Hours after Riyadh’s announcement, U.S. Secretary of State Mike Pompeo announced sanctions against 17 Saudi officials allegedly involved in the killing.

“At the time of Khashoggi’s killing, these individuals occupied positions in the royal court and several ministries and offices of the government of Saudi Arabia,” Pompeo said in a statement. “Our action today is an important step in responding to Khashoggi’s killing.”

President Donald Trump said on Nov. 17 that his administration will get a report in the next two days about Khashoggi’s death.

“We'll be having a very full report over the next two days, probably Monday or Tuesday,” Trump said Saturday. That will include “who did it,” he said. Publication of the report is expected on Nov. 20.

Trump said that when it came to allegations that Prince Mohammad may have been directly involved, “as of this moment we were told that he did not play a role. We’re going to have to find out what they have to say.”

The president also said that Prince Mohammed has denied to him perhaps five times any role in Khashoggi’s killing, and the investigators may never know whether he was involved in the murder.

“Well, will anybody really know?
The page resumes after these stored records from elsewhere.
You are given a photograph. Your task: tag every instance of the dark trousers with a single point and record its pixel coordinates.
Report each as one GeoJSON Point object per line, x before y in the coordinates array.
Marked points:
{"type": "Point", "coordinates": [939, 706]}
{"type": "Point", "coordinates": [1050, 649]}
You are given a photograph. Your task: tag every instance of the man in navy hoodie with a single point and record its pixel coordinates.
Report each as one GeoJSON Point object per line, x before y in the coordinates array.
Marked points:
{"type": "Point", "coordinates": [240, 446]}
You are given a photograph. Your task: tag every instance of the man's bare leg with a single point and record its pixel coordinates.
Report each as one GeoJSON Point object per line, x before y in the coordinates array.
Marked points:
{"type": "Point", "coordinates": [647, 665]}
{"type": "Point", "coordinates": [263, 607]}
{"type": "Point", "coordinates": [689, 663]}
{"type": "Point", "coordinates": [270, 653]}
All right, will anybody really know?” Trump responded when Fox News anchor Chris Wallace asked during a “Fox News Sunday” interview that was taped Nov. 16 whether the prince’s denials might be lies.

“The United States government is determined to hold all those responsible for the killing of Jamal Khashoggi accountable,” the State Department said in a statement on Saturday. “Recent reports indicating that the U.S. government has made a final conclusion are inaccurate. There remain numerous unanswered questions with respect to the murder of Mr. Khashoggi. The State Department will continue to seek all relevant facts.”

The statement made reference to recent reports, which cited anonymous sources, that the CIA had concluded that Prince Mohammed ordered Khashoggi’s murder.

The CIA has not commented on the allegations.

U.S. national security adviser John Bolton said earlier he didn’t think the tape implicated the crown prince.

“That is not the conclusion that the people who have heard it have come to,” Bolton said. “I have not listened to the tape myself, but in the assessment of those who have listened to it, it does not, in any way, link the crown prince to the killing.”

Reuters, The Associated Press Epoch Times reporter Ivan Pentchoukov contributed to this report.